The other day the excavators moved back into our local patch of Surrey woodland. Well, I say woodland, but actually these days it's more like a scene from the Battle of the Somme. Where once we had trees, we now have vast tracts of open muddy ground, fought over by squadrons of earth-movers and teams of men armed with chain saws.
When these people first appeared a couple of years back we assumed it was yet more houses, and girded up our nimby loins to protest. But it wasn't that at all.
It turned out that all across Southern England thousands of acres of woodland are being uprooted as part of a commissariat masterplan to recreate Egdon Heath. Something called Tomorrow's Heathland Heritage is costing us £25m plus, and will take at least a decade to complete. It's all in the name of biodiversity, the idea being that we need fewer trees and more Dartford Warblers (pic above), rare bees, rare heathers etc etc.
There are some familiar points to make. First, much of our heathland only disappeared originally because a previous generation of commissars planted socking great forests on it after WW1 (ie the Forestry Commission). With the benefit of hindsight it seems that was a mistake. But of course, this time round the commissars are sure to have got it right. Right?
Second, nobody asked me or other local residents what we thought. The website for our local restoration project promises more adders, spider-hunting wasps, and insectivorous sundew plants- the only thing missing is wolves. Is that what locals want? Plus, residents have had to put up with all the noise, mess and general harassment of the work, and are losing their tree privacy screens into the bargain.
Third, why should we pay taxes just so the commissars can have a go at playing God? Who says heathland is better than woodland? Our landscape has constantly changed, and as we understand it, most of Southern England was forested until the arrival of agriculture. Why should the commissars decide heathland is the landscape of choice for us?
But this is part of a much bigger picture.
Last Friday, the BBC Today programme ran yet another of its eco items. One of their scores of eco-reporters was hunkered down on the Dartford marshes with a man from Buglife. He had a four minute slot to push their campaign to save some endangered bug.
Fair play to Buglife. They are a campaigning group, and of course they'd take a free slot like that. But as always, we were left wondering about money: who are Buglife and how do they fund themselves?
Buglife is a registered charity, and their website lists an impressive array of private funders and corporate sponsors. But nestled right in among them we find the 2010 Biodiversity Action Fund, the Environment Agency, the Heritage Lottery Fund, Natural England, and the Scottish Environment Protection Agency. In other words, the taxpayer.
So how much are we taxpayers in for? As always, it's fiendishly difficult to find out. But according to Buglife's latest published accounts, in 2006 they had total funding of £284,218, of which £208,711 was "restricted"- ie "the charity successfully bid for a variety of grants". We're guessing most of that £208K was from us.
But let's not pick on Buglife: they're just one of many NGOs who are getting our money for biodiversity projects.

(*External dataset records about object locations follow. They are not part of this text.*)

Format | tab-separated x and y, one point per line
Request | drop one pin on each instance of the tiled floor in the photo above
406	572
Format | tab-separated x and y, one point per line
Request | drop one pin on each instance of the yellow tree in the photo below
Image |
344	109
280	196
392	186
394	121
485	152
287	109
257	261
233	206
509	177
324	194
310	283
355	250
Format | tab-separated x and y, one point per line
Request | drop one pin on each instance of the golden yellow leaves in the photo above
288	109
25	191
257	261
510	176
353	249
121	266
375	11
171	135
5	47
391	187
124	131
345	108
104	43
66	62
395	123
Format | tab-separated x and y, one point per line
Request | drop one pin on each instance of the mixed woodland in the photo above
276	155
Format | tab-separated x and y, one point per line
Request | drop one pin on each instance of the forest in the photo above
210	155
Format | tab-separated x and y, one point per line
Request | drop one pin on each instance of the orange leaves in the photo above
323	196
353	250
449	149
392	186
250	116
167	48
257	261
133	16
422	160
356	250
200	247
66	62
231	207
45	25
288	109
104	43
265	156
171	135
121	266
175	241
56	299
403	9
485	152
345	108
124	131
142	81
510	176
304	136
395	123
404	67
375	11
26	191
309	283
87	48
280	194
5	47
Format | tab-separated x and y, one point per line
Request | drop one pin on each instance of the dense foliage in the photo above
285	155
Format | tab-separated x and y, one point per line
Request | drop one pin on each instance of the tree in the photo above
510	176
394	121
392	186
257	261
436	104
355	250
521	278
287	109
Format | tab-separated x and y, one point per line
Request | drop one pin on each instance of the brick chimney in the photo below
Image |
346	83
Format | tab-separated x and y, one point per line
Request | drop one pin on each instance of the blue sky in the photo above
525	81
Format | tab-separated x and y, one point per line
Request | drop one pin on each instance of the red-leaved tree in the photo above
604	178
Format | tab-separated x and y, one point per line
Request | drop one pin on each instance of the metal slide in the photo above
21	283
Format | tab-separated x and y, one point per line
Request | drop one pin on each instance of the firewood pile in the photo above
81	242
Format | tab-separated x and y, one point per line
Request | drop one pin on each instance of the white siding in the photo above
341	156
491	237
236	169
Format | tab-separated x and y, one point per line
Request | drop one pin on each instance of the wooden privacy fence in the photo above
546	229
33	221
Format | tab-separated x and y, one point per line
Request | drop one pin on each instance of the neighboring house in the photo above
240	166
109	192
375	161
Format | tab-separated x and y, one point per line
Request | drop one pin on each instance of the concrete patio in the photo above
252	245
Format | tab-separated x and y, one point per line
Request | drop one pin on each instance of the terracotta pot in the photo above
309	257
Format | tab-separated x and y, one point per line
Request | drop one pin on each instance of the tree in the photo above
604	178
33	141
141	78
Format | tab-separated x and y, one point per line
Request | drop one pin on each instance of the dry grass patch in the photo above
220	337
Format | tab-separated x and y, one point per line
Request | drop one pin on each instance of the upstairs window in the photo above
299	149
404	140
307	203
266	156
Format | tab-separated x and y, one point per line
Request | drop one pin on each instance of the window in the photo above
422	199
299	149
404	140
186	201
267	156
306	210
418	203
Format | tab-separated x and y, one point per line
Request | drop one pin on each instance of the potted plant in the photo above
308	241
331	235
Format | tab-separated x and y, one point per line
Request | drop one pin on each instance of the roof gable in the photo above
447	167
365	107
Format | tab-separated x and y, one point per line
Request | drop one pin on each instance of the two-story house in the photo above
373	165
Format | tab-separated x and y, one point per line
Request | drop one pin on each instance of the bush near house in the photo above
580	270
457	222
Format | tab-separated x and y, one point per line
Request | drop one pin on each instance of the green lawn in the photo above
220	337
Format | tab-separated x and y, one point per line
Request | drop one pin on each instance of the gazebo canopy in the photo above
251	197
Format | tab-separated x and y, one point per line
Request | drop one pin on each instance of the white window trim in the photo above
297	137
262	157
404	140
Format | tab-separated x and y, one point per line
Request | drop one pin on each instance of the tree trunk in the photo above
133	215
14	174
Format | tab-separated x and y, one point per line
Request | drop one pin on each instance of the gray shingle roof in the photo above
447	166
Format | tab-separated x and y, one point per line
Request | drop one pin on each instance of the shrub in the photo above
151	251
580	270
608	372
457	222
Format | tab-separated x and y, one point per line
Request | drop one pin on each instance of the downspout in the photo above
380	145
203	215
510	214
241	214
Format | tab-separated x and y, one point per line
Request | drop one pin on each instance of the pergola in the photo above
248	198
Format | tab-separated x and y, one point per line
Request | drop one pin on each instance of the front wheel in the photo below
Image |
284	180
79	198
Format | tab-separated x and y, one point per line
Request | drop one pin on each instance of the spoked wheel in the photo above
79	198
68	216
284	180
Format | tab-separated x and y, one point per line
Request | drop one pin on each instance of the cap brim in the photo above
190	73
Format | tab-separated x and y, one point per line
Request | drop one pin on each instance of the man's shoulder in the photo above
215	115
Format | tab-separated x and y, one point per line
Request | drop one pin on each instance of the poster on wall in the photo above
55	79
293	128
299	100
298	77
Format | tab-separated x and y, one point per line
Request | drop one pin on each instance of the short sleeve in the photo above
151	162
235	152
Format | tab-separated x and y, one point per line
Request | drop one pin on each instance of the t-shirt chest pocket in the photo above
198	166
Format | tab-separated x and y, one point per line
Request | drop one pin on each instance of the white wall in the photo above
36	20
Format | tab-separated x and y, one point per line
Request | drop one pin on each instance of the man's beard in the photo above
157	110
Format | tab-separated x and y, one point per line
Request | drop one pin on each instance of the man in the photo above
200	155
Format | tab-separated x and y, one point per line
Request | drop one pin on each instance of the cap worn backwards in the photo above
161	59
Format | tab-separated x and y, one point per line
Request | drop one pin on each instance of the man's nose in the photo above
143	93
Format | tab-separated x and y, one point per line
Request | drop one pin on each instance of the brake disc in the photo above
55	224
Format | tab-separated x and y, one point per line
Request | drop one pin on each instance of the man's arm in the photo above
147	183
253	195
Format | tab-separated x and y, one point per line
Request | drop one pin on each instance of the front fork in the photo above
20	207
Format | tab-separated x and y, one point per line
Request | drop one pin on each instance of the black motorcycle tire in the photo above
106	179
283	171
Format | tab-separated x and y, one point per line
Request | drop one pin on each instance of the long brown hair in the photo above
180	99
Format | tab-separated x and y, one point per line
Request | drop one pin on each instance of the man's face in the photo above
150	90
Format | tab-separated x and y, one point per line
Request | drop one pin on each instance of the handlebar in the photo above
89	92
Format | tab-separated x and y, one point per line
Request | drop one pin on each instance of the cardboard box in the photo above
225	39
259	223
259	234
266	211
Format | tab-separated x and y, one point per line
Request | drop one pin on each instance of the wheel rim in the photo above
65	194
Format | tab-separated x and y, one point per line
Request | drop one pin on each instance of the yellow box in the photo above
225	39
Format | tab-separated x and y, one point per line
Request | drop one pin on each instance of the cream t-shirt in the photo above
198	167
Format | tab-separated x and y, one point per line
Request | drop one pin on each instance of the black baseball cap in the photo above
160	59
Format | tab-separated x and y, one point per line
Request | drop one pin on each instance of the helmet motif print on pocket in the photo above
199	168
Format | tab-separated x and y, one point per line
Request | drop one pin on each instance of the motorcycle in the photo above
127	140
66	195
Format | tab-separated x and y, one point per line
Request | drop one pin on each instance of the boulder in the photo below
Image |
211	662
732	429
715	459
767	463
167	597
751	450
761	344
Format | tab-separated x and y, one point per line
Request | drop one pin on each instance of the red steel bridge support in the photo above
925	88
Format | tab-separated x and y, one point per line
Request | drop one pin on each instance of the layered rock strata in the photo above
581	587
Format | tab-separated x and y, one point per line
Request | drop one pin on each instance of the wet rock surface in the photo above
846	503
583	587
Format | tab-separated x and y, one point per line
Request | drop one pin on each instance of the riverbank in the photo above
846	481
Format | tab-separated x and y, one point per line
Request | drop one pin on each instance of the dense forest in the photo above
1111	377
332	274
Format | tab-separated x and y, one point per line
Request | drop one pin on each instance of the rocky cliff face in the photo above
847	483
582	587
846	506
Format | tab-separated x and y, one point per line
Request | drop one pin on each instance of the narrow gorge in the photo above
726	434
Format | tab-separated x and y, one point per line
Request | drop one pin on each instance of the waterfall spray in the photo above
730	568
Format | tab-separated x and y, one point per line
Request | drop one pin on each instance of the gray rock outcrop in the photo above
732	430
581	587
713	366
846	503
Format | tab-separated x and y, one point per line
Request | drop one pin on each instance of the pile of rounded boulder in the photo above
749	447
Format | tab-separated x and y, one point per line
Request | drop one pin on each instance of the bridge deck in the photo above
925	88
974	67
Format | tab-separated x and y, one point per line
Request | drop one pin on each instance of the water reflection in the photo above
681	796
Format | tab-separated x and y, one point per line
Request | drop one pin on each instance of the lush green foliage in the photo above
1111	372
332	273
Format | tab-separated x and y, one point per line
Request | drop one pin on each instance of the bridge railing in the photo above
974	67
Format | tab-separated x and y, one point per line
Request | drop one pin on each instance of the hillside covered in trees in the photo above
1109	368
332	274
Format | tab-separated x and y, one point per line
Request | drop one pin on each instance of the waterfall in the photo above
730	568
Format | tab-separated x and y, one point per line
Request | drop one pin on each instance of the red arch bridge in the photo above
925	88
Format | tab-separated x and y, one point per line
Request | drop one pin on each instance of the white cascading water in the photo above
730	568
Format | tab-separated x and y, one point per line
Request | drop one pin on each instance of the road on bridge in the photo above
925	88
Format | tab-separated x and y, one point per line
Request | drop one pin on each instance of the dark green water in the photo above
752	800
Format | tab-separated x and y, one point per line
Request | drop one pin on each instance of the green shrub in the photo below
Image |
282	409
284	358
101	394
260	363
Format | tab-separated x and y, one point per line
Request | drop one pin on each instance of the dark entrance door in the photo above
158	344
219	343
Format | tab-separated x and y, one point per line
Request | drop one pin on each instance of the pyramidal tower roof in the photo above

And the NGOs are just one part of an even bigger picture. According to Annual Biodiversity Indicators In Your Pocket 2007 (ONS), in 2005-06 the government spent no less than £360m on UK biodiversity projects, and a further £25m on global projects. That's well over twice as much as the NGOs raise for themselves.
We have no objection to Buglife. Or their campaigns. Or any of the thousands of similar campaigns that have sprung up around the place. But we do object to being taxed to pay for them.
And we do object to the massive quangocracy that has inevitably sprung up on this patch of reclaimed heathland: the new superquango Natural England spends around £250m pa, including £90m pa on staff (see their first Report and Accounts here).
We have no confidence in the commissars' ability to manage our biodiversity. None whatsoever. After all, they spend most of their time trying to stamp out diversity, and according to the following chart, biodiversity managed pretty well for hundreds of millions of years before anyone even thought of commissars:
And while we'd have much more trust in the bottom-up enthusiasm of voluntary groups, as we've blogged many times (eg here), voluntary groups principally funded by government grant are no more than biodiversified quangos.
So stop taxing us to play God.
And while you're at it, stop bulldozing our woodland without even asking us.